The first thing he says to you after hello is about a recorded statement. You hear those words and realize whoops, I have no clue about whether or not I have to give a "recorded statement". And you think, what if I say something wrong? What then? This happens every day so rest assured you are not the first person to be wondering about how to handle it. Let us look at the scenario.
First, a recorded statement does not have to be immediately given before you have had an opportunity to speak with your attorney. Giving a statement right then is not required and if you are placed in this position you should politely decline until you speak with an attorney. There is nothing to "hide", there is everything to be advised about before you go an put your foot in your mouth. This is exactly what the adjusters want you to do.

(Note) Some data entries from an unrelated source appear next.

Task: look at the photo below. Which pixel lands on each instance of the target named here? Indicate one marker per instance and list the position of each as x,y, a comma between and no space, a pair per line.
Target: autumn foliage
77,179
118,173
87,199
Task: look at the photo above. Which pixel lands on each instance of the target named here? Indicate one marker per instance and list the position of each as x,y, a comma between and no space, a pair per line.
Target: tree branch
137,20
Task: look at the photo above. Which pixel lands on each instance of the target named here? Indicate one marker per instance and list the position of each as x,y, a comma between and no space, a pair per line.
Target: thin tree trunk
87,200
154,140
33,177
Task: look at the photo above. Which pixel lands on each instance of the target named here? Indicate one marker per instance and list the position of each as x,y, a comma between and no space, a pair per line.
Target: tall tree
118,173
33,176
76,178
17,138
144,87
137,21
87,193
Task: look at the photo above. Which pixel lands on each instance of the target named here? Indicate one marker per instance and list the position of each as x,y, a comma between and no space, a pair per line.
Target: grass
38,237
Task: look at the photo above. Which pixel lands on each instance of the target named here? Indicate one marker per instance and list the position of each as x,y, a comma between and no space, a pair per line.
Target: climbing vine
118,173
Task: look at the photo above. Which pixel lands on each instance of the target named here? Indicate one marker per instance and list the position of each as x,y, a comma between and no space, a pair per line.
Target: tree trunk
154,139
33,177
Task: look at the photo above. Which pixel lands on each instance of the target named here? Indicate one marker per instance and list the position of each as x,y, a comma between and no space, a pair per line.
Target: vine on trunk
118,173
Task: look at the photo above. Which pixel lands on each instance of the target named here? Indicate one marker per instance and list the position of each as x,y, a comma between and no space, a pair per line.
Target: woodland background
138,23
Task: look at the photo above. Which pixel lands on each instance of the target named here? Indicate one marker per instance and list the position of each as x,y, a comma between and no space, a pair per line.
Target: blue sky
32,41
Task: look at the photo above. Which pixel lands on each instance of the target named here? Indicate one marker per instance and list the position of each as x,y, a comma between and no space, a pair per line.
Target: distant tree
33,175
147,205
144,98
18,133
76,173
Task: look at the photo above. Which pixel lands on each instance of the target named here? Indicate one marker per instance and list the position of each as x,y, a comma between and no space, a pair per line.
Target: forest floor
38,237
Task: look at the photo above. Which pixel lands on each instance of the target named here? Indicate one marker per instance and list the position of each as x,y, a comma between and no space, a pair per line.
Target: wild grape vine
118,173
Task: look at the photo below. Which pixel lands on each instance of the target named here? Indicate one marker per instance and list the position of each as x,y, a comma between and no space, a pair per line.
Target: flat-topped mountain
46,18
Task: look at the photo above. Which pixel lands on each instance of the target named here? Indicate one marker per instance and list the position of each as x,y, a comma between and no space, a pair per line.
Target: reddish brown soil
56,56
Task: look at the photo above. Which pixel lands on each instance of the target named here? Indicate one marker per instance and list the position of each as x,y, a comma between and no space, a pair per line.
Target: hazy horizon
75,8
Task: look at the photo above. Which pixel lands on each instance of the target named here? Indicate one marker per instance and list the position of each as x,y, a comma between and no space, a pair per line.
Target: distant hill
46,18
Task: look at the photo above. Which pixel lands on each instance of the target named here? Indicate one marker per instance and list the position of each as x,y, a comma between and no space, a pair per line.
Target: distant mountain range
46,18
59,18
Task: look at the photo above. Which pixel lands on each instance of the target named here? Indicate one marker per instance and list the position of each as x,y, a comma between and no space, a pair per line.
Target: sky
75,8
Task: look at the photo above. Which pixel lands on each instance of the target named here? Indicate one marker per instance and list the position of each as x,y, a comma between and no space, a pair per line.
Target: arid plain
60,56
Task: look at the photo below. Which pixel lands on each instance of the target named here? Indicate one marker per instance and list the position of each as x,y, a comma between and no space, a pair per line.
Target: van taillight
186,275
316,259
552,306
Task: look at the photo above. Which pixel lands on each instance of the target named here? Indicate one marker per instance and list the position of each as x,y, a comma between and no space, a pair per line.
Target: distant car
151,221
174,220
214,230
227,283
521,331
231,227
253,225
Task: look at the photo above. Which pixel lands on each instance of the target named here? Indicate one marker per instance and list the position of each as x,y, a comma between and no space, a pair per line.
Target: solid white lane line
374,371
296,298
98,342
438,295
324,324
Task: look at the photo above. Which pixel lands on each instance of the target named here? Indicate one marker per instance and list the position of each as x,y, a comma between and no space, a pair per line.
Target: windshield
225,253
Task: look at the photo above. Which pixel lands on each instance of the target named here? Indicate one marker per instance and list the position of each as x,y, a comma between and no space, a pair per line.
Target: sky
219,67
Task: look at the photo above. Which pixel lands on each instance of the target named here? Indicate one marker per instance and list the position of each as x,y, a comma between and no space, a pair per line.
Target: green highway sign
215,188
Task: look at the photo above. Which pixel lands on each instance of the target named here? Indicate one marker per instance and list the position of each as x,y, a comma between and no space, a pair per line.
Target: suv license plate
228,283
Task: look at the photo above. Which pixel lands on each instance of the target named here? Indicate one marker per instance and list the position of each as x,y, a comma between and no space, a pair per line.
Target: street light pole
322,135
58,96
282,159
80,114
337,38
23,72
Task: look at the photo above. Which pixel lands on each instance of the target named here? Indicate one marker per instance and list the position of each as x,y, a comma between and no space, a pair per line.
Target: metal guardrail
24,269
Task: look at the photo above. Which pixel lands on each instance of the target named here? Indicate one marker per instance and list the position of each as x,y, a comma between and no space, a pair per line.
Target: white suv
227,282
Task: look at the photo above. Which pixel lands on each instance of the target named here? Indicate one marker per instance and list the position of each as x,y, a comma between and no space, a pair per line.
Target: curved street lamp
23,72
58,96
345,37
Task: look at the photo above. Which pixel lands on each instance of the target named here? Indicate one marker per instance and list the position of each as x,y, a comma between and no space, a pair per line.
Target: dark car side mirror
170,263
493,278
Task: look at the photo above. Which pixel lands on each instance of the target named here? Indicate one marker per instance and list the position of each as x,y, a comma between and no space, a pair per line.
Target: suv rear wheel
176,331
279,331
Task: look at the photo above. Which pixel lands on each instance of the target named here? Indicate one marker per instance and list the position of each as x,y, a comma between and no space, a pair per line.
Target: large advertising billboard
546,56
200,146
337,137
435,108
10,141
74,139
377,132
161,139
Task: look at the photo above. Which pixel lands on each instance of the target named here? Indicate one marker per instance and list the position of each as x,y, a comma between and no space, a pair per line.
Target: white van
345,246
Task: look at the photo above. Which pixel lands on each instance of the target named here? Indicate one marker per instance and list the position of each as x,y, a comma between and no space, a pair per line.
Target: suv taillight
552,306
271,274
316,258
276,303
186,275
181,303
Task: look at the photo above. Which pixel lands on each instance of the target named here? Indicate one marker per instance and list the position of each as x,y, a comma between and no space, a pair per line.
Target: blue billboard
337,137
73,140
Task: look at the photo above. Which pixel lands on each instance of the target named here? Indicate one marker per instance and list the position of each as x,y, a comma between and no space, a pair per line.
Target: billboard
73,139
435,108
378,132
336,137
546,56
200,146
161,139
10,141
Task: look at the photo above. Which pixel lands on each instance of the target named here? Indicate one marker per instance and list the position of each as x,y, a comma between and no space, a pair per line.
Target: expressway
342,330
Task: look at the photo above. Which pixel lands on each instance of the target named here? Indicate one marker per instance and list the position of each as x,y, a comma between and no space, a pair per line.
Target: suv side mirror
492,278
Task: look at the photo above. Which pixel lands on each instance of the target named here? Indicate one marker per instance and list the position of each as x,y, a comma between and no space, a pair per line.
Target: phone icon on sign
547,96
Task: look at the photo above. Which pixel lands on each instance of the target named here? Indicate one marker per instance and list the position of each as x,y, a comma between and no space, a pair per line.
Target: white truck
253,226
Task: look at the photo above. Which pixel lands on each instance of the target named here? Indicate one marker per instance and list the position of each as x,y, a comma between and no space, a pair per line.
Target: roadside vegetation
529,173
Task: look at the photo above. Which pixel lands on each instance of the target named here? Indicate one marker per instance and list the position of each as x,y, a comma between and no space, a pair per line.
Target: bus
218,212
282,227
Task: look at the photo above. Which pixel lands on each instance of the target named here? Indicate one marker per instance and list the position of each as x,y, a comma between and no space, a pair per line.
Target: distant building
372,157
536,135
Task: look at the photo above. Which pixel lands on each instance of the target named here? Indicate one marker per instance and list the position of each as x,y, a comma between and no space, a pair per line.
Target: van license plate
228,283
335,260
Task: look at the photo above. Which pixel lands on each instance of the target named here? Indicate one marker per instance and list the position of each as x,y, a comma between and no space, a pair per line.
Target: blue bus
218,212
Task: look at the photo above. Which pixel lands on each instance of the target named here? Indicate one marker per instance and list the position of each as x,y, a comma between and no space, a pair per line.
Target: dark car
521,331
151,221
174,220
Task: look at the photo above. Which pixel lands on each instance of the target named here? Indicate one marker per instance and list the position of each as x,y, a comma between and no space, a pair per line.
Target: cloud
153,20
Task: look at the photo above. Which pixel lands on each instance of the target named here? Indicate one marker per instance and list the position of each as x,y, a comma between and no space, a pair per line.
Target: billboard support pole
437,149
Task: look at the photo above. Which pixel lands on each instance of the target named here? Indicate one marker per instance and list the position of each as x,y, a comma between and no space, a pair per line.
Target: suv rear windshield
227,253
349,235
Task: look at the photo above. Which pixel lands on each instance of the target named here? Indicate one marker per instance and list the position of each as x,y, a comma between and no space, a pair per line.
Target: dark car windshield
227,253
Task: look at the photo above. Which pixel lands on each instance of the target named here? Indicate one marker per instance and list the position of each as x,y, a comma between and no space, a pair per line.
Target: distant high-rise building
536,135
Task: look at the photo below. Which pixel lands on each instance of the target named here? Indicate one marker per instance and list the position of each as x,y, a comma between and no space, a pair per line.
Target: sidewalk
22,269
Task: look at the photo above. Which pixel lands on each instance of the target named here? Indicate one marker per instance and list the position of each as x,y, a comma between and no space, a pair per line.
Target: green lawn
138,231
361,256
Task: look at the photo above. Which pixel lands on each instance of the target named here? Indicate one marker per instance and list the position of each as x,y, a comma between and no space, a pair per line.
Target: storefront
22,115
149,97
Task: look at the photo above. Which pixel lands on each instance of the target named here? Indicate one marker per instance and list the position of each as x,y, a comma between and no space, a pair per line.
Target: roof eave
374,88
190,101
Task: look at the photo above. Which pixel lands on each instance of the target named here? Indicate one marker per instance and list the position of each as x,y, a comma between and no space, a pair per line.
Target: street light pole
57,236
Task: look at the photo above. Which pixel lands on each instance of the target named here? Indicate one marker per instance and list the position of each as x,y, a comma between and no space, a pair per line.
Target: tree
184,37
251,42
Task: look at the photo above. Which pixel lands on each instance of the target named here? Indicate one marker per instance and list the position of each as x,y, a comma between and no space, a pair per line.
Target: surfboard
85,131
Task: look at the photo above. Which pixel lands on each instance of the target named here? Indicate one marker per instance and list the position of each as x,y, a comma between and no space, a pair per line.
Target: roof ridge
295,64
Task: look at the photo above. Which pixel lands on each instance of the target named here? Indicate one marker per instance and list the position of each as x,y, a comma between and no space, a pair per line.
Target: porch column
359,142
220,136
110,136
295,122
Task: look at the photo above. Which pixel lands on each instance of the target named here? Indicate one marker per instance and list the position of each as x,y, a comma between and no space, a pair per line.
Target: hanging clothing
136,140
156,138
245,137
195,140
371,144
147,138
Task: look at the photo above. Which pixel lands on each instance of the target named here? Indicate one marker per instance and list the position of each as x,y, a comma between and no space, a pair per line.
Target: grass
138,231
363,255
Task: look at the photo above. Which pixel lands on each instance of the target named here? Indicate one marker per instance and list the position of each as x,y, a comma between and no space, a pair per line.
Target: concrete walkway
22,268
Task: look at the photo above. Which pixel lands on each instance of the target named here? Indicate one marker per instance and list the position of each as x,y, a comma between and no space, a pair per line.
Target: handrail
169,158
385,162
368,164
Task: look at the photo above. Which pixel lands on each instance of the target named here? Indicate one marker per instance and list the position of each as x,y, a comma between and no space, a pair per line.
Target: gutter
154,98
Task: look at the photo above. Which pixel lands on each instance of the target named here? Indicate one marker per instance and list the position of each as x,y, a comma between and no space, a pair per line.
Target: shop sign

I want you to see the trick they use to deny you an opportunity to understand the claims process or your legal rights before they conduct the interview. This next example happens at least one hundred times a year in my practice. So follow it carefully; it is not complicated.
The clients tell me the adjuster will say, "If you won’t give me a recorded statement you must be hiding something." The client feeling embarrassed believes his giving a statement, right then, is required and he having nothing to hide, thinks so why shouldn't I? First, a recorded statement right then is not required and if you are put in this position you should politely decline until you speak with an attorney.
This is a technique insurance adjusters use to embarrass you into giving a statement before consulting with a lawyer. Trust me when I say insurance adjuster consult with an attorney when they themselves have a personal injury claim. The CEO of every major insurance company has a cadre of lawyers to give them advice in their personal lives. You have that same right. So, decline their invitation until you have time to speak with a lawyer. No one has to give a statement immediately and certainly not before receiving legal advice.